Greater environmental awareness amongst the general public and its impact on markets – dubbed the ‘Greta effect’ after teenage activist Greta Thunberg – could be around for many years to come, according to M&G Investments’ Maria Municchi.
Municchi, deputy manager of the £980.7m M&G Episode Income fund, said investors have been asking what the longer-term impact the ‘Greta effect’ could have on markets.
She said: “A question I have often been asked lately is ‘is the Greta effect going to last?’ How much influence is this public figure going to have and are the social movements she inspired really going to transform our society?
“The honest answer is [that] I don’t know, but human psychology in the time of social media would suggest that something else will soon capture public attention and imagination.”
Municchi – who is also lead manager of the £13.2m M&G Sustainable Multi Asset fund – added: “However, what is not going away are the facts underpinning today’s society and the role they play in shaping the economic framework we operate in.”
The multi-asset manager said socio-economic trends over the past 150 years have brought great improvement to wellbeing and life expectancy, while lifting millions out of poverty.
Rising global populations and economic growth, along with rapid industrialisation, globalisation and technological innovation, contributed to the period known as the ‘great acceleration’.
Yet, the ‘great acceleration’ has been accompanied by other Earth-system trends such as the intensification of biosphere degradation, increase in stratospheric ozone and a rise in carbon emissions.
“Manmade changes to the planet have been so significant in the last 150 years that scientists are referring to our times as a new geological epoch: the ‘Anthropocene’, where ‘the total amount of concrete ever produced by humans is enough to cover the entire Earth’s surface with a layer two millimetres thick’,” she said.
Earth system changes have become extremely important to the economic system, with the value of ecosystem services estimated at $125trn or 1.5x global GDP, according to the World Wide Fund for Nature.
“Most of the economic models through which countries and central banks used to assess the state of their society and the direction of their policies failed to include such important factors,” said the M&G manager.
“Those models have been built around linear economic systems where the natural environment is pretty much ignored, and with it the cost to society of exploiting and altering natural resources by sourcing materials or disposing waste – it being plastic, food or CO2.”
She added: “As we learn what the actual cost of such activities is and start to attribute an actual dollar price to it, our system can evolve towards a more circular economy.”
Nevertheless, the move to a more circular economy will require substantial product innovation (given that many are difficult to recycle), a change in consumption (towards more shared use) and renovation of some sectors, said Municchi.
However, while such a new type of economy might require more investment initially, there could be numerous cost efficiencies in the long term and pent-up demand among consumers.
“The market has been good at providing what people want, the question is whether consumer demand is sufficiently long-term and inclusive,” said the multi-asset manager.

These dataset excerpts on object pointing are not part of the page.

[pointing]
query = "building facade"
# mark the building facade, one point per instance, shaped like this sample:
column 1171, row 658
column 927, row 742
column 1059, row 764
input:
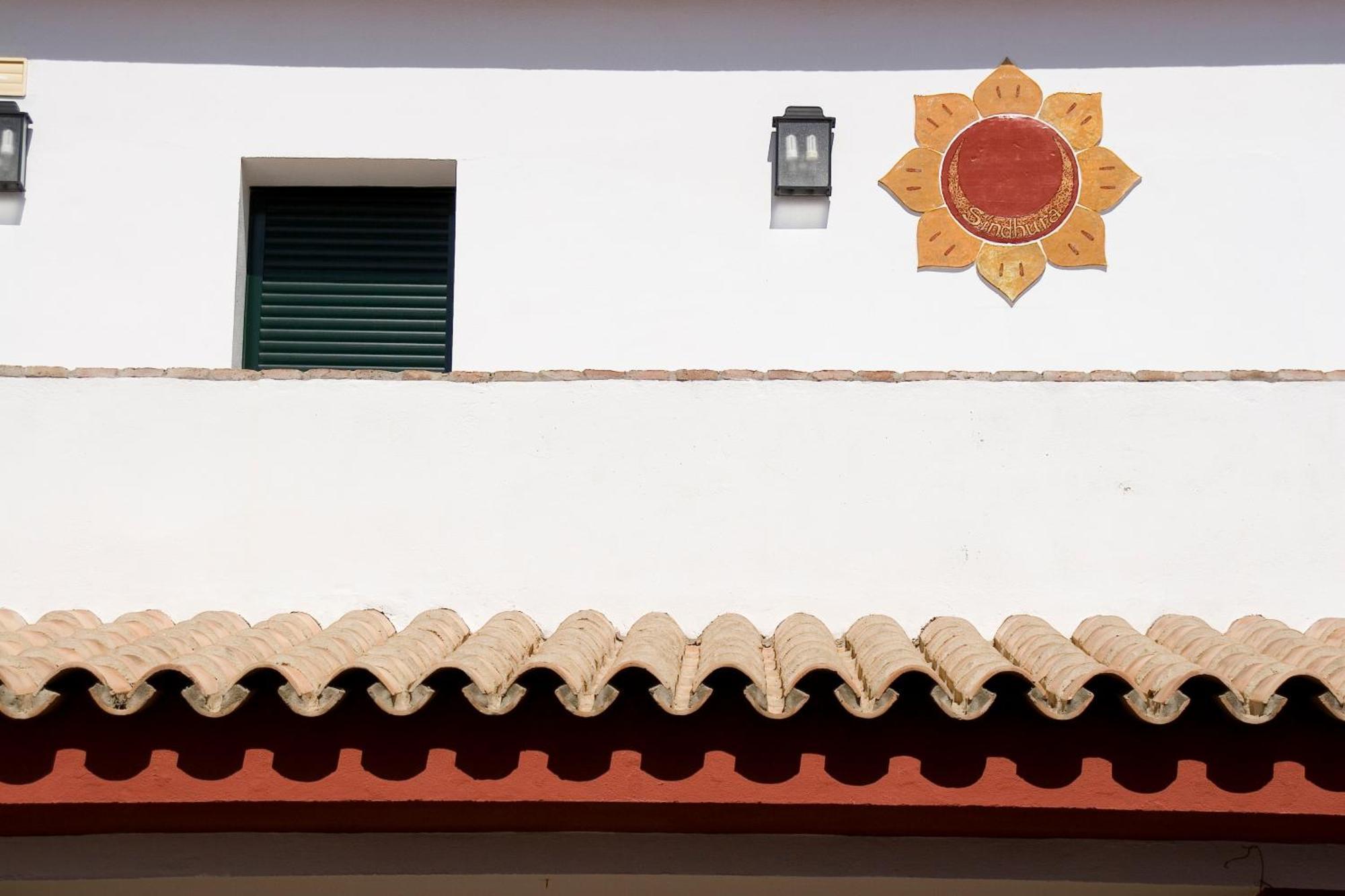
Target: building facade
column 373, row 372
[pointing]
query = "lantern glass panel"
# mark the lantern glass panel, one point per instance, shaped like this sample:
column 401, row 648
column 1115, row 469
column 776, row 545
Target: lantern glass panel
column 14, row 132
column 804, row 155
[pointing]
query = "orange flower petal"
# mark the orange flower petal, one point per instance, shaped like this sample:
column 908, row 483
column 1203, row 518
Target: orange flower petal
column 1008, row 91
column 939, row 118
column 1011, row 270
column 915, row 181
column 1106, row 179
column 941, row 243
column 1075, row 115
column 1079, row 243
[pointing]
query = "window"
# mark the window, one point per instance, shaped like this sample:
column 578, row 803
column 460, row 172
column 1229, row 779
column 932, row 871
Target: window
column 350, row 278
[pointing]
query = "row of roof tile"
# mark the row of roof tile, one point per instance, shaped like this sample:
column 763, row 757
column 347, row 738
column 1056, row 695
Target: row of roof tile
column 220, row 653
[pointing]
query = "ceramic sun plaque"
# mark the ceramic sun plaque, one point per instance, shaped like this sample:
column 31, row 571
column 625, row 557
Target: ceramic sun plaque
column 1009, row 182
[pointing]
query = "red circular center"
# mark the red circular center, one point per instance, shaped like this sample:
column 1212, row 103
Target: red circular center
column 1009, row 179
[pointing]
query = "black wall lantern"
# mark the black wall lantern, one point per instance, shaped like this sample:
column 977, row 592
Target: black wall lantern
column 804, row 138
column 14, row 147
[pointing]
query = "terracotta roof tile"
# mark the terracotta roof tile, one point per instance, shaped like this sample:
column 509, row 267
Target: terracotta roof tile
column 220, row 651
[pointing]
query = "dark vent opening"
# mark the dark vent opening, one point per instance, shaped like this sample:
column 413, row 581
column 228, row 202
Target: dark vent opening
column 350, row 278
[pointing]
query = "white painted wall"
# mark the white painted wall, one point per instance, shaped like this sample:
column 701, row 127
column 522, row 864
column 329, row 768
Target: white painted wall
column 614, row 179
column 917, row 499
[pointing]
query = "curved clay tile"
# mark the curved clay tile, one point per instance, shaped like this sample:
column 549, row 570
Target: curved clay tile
column 1059, row 669
column 579, row 653
column 1301, row 651
column 217, row 670
column 731, row 642
column 1156, row 671
column 1253, row 677
column 1330, row 631
column 403, row 662
column 492, row 658
column 657, row 645
column 965, row 662
column 883, row 653
column 804, row 645
column 310, row 666
column 217, row 650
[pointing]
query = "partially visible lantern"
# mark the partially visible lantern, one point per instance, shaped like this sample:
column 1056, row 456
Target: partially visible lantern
column 14, row 147
column 804, row 139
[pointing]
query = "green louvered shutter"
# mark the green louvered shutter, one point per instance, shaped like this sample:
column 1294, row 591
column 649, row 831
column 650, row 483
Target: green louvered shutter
column 350, row 278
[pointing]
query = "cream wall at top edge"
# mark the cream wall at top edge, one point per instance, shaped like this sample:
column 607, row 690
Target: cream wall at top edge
column 621, row 218
column 978, row 499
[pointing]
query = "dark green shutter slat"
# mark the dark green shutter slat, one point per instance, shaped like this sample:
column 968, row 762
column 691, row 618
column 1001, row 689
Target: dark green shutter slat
column 350, row 278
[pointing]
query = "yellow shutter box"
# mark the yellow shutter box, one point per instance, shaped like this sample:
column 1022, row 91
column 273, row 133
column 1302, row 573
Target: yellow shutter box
column 14, row 77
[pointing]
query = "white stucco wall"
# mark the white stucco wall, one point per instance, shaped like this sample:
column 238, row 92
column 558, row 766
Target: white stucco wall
column 614, row 184
column 917, row 499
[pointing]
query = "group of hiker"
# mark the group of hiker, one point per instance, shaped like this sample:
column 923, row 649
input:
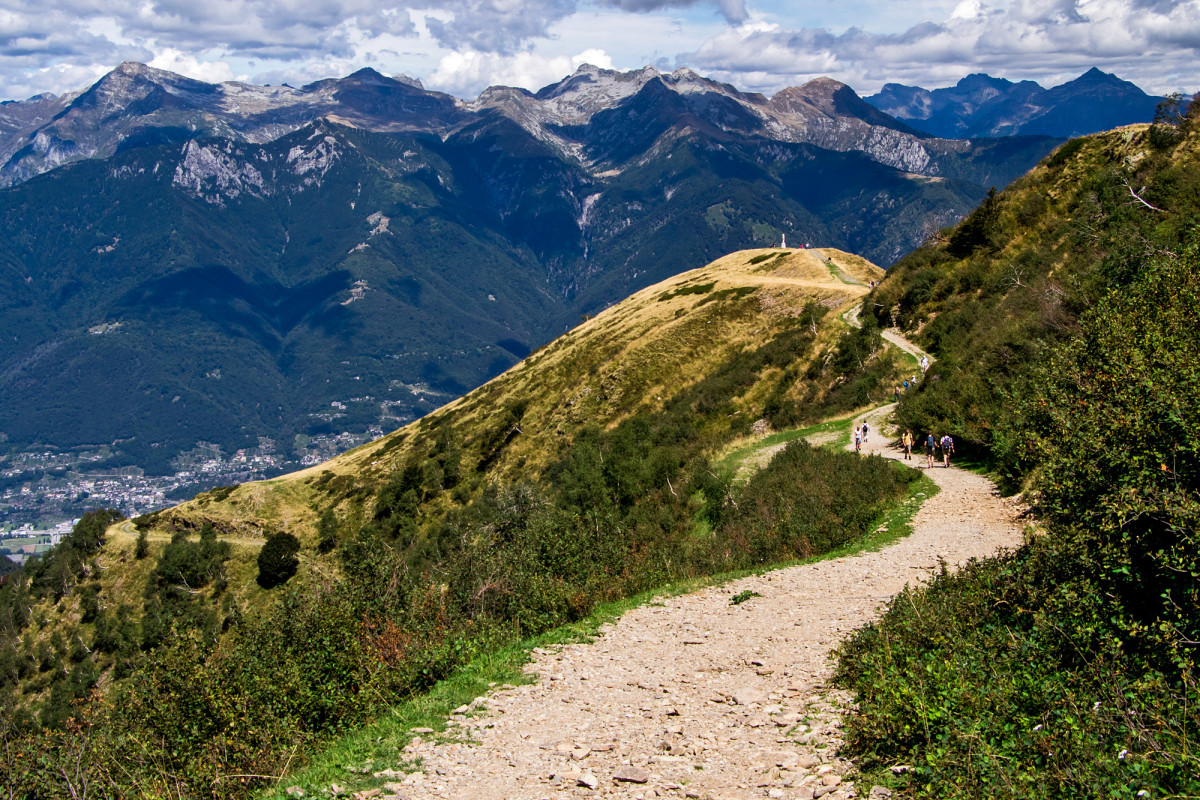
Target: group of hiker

“We can be cynical about the ‘Greta’ effect, but in so far as it shapes consumer tastes it can play an important role in harnessing capitalism to provide positive outcomes for the planet.”
As such, companies with a longer-term focus capable of becoming more environmentally and socially aware will gain a competitive advantage and create value for shareholders, said the M&G Sustainable Multi Asset manager.
This will require government support in the form of more supportive regulations, tax incentives and fiscal policies, however.
“In particular, the financial sector has an important role to play, not only because it provides the ‘fuel’ to such transformation, but also because of its inter- and intra- sectors influence which enables it to drive different aspects of the sustainability agenda,” added Municchi.
Meanwhile there are signs that attitudes and sentiment are beginning to change, such as correct pricing of natural resources, the development of the green bond markets and the increased integration of ESG (environmental, social & governance) factors into investment.
The fund manager concluded: “Looking ahead, the ‘Greta effect’ might fade but a sustainable economy might well become the reality.”
Performance of fund vs sector since launch
Source: FE Analytics
The M&G Sustainable Multi Asset fund has made a 6.27 per cent total return since launch compared with a 7.19 per cent gain for the average IA Mixed Investment 20-60% Shares peer. It has an ongoing charges figure (OCF) of 1.25 per cent.